R2P stands for “responsibility to protect.” It’s a concept that Samantha Power, currently our ambassador to the United Nations, has persistently advocated.

It means that responsibility to protect populations from genocide resides not just with the state that governs these populations. Thus, if a state fails to protect a population, or affirmatively threatens it, the responsibility to protect that pupulation becomes an international one.

Power successfully pushed this concept as a basis for U.S. intervention in Libya. Reportedly, she has also urged it as basis for significant U.S. involvement in Syria. If so, she has been unsuccessful.

I don’t believe the U.S. has a responsibility to protect foreign populations or that any concept of “international responsibility” should bind the U.S. However, I believe in a presumption in favor of protection when the foreigners are our allies or those attacking them are our sworn enemies. And that presumption becomes particularly strong when U.S. conduct has put the foreign population in danger.

Which brings me to the Iraqi Yazidis. One of Iraq’s smallest minorities (there are an estimated 500,000 of them), they are of Kurdish descent, and their religion is considered a pre-Islamic sect that draws from Christianity, Judaism and Zoroastrianism.

When ISIS overran the northern Iraqi town of Sinjar this past weekend, the Yazidi minority fled into the surrounding mountains in fear for their lives. Now, thousands of Yazidi families reportedly are trapped in the mountains, in the summer heat, without food, water or medical care. Other Yazidis apparently have already been slaughtered.

In my opinion, the U.S. is responsible for the plight of these families for two reasons. First, if the President Obama had not pulled out of Iraq, it’s unlikely that ISIS would ever have reached the point where it can commit atrocities against this population. Second, if Obama had provided military supplies to the Kurds of northern Iraq, they probably would have been able to defend Sinjar — a town they reportedly abandoned because they ran out of ammunition.

ISIS is, of course, the sworn enemy of the United States. Even Eric Holder finds it frightening. Thus, in protecting the Yazidis, we would also be advancing our interest in combatting some of the world’s worst, most threatening terrorists.

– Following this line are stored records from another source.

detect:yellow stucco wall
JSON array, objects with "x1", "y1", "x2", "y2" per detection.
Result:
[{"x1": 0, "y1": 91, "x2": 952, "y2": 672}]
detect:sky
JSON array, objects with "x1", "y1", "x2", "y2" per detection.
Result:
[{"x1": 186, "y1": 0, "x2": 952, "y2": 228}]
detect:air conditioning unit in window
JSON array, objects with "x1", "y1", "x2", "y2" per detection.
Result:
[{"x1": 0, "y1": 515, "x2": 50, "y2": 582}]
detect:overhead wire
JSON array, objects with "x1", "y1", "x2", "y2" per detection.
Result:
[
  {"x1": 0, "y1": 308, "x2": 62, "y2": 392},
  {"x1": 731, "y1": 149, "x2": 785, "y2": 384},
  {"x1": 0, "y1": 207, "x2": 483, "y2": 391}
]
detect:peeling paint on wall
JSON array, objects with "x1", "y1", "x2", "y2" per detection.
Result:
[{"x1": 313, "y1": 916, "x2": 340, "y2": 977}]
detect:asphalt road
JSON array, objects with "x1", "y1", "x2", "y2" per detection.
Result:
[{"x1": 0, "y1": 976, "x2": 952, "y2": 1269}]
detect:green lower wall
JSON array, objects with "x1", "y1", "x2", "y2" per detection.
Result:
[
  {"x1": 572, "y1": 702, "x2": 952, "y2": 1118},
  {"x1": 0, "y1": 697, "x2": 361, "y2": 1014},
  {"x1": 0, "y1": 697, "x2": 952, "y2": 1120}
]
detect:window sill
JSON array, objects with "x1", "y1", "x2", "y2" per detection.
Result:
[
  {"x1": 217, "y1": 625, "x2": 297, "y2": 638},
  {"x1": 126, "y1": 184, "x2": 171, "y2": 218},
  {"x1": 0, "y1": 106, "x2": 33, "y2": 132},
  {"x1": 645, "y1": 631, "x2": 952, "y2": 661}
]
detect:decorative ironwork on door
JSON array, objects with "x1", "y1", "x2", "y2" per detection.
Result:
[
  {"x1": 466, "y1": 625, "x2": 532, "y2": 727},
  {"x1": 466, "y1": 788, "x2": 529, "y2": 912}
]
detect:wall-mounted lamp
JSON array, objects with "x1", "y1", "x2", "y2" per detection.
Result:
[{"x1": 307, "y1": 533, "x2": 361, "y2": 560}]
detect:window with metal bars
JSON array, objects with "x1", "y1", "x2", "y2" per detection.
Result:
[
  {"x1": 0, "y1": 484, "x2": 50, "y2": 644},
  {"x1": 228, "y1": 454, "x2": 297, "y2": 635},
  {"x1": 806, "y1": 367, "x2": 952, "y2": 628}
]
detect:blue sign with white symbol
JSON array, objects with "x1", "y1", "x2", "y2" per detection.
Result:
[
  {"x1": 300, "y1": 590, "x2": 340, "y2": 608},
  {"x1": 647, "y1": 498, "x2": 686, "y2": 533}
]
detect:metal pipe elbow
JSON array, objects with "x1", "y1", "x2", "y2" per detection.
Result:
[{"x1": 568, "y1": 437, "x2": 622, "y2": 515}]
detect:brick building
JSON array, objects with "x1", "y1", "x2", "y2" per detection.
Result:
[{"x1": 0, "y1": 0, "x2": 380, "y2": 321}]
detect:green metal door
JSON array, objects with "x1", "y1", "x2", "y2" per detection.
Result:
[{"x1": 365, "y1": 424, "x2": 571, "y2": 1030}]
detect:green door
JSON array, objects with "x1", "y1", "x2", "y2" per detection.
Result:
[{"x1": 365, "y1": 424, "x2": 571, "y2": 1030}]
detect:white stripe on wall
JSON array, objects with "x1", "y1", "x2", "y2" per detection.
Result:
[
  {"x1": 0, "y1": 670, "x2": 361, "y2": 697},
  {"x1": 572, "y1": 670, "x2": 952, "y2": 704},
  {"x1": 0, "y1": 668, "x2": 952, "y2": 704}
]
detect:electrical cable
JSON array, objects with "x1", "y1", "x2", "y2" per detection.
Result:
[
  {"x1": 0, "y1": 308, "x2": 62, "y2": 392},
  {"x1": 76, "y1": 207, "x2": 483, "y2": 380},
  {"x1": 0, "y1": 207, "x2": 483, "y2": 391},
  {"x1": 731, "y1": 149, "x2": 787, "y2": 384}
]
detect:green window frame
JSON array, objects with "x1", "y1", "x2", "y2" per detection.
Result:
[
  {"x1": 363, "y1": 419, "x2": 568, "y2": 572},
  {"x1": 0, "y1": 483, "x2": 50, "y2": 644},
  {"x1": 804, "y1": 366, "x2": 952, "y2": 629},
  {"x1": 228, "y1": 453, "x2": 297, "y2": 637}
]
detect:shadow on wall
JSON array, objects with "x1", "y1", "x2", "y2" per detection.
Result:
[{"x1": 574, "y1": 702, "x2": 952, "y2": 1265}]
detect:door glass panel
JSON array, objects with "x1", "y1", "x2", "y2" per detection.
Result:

But for Team Obama, R2P is just a catch phrase. It sounds good and is easy to type, but that’s about it. So far, the Yazidis rate a shout out from Jen Psaki — who intones “focusing on towns and villages populated by vulnerable minorities, demonstrates once again that this terrorist organization is a dire threat to all Iraqis, the entire region and the international community” — and nothing more.

As for fighting ISIS, or even providing substantial assistance that would enable others to fight these terrorists, Obama lacks the stomach for it.